FEB 11, 2026
Introducing RetroSynth: Breaking the synthesis bottleneck with AI and physics-based modeling
Join us for the introduction of RetroSynth, Schrödinger’s AI-driven synthesis planning platform. RetroSynth is engineered to accelerate and scale conventional retrosynthesis by harnessing advanced deep learning algorithms. RetroSynth uses a distributed cloud-native Monte Carlo tree search (MCTS) architecture to perform highly exhaustive searches to predict and score optimal, accurate, and cost-efficient synthetic pathways. RetroSynth helps you move from complex chemical targets to actionable synthesis plans accurately and efficiently.

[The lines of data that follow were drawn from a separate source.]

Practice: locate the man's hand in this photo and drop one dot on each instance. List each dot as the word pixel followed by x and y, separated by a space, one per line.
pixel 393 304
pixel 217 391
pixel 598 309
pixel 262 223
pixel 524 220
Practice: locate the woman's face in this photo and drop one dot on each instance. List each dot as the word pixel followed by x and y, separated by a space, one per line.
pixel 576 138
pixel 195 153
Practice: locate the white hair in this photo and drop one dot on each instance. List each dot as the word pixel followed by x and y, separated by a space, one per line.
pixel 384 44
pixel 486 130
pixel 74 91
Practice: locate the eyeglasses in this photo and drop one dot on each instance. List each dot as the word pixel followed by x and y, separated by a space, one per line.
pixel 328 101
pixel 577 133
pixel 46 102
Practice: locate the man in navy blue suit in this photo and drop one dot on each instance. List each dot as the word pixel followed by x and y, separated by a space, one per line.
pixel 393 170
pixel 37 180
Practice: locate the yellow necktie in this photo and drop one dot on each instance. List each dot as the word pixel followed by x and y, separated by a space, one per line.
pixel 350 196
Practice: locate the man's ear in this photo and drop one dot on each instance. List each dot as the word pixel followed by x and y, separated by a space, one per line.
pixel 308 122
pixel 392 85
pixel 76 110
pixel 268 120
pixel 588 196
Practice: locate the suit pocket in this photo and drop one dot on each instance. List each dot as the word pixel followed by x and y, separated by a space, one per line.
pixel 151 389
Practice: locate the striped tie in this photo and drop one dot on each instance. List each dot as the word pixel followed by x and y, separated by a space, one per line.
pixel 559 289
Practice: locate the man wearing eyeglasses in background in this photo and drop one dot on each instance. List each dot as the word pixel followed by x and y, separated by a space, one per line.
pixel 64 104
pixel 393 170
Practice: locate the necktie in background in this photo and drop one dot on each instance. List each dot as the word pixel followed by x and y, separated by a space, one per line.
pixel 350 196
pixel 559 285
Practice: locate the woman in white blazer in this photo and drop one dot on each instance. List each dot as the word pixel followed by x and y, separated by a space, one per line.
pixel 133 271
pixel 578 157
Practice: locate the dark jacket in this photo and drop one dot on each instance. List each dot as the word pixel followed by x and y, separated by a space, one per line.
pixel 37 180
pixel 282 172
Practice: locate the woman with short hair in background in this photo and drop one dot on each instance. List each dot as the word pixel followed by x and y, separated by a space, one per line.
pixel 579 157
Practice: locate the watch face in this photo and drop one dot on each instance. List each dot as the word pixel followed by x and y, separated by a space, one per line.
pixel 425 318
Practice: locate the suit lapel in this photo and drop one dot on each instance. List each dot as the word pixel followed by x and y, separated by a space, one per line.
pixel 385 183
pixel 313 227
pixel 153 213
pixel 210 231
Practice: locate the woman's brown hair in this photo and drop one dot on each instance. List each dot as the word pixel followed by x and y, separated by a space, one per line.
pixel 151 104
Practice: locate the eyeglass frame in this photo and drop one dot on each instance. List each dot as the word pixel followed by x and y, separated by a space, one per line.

By integrating real-time building block data with AI and physics-based modeling, RetroSynth unlocks accurate retrosynthetic analysis across millions of de novo designed molecules, leading to massive project acceleration and cost savings in hit identification and lead optimization.
Key Highlights:
- Introduction to RetroSynth: Schrödinger’s product manager will give a detailed description of how RetroSynth works and its advantages over conventional retrosynthesis solutions
- Live Demo: See how RetroSynth performs in action
- Ask questions: Direct technical discussion with our experts
Who Should Attend:
- Medicinal Chemists: Looking to accelerate lead optimization and SAR exploration
- Process Chemists: Focused on identifying scalable and cost-effective synthetic routes early in development
- Computational Chemists: Interested in the integration of ML/AI frameworks into standard R&D workflows
- R&D IT Directors: Evaluating enterprise-grade cheminformatics solutions for chemical synthesis
Our Speakers

Aditya Kaushik
Senior Scientist II, Life Science Software, Schrödinger
Aditya Kaushik is an ML Research Scientist and the lead developer for the generative design and retrosynthesis technologies at Schrödinger. His primary focus is on the research, development, and integration of machine learning approaches to accelerate and optimize Design-Make-Test-Analyze (DMTA) cycles in active drug discovery programs. He received his B.S. from Johns Hopkins University, where he double majored in Computer Science and Chemical & Biomolecular Engineering.

Sathesh Bhat
Executive Director, Therapeutics Group, Schrödinger
Sathesh Bhat, Ph.D., executive director in the therapeutics group, joined Schrödinger in 2011. He is responsible for overseeing computational chemistry efforts on internal and partnered drug discovery programs at Schrödinger. Previously, Sathesh worked at both Merck and Eli Lilly leading computational efforts in several drug discovery programs. He obtained his Ph.D. from McGill University, which involved developing structure-based methods to predict binding free energies. Sathesh has co-authored multiple patents and publications and continues to publish on a wide variety of topics in computational chemistry.